If the president is serious about his State of the Union promise to “grow the middle class,” he needs to approve the Keystone XL pipeline.
Last year, the administration blocked construction of the project, which would carry 830,000 barrels of crude oil from Canadian shale formations to American refineries in the Gulf Coast. The White House recently announced it would not reconsider Keystone approval for another six months. However, newly appointed Secretary of State John Kerry has hinted officials may decide sooner.

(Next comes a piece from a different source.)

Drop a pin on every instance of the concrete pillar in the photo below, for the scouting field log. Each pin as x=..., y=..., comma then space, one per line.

Keystone XL is a clear win-win for consumers and producers. Construction and operation of the pipeline would create an estimated 20,000 jobs. U.S. refineries would produce more gasoline, diesel fuel and other petroleum products that are part of countless consumer products. And increasing the southward flow of crude oil would help cement energy relations with Canada and reduce imports from less reliable countries. Keystone XL would help move this country toward less dependence on Middle East oil — a stated goal of U.S. policy since the 1973 Arab Embargo 40 years ago.

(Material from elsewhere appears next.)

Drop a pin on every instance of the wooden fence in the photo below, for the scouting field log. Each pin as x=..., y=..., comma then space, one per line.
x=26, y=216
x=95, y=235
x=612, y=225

A chief criticism of the pipeline is that it would contribute to global climate change. The Sierra Club even condones “civil disobedience” — that is, breaking the law — to stop the project. Indeed, the club's president recently joined a gaggle of C- and D-list celebrities at a Keystone protest where invite-only participants zip-tied themselves to the gates of the White House. But the truth is that burning all of the pipeline's deliveries will have no measurable effect on global climate, according to official climate models.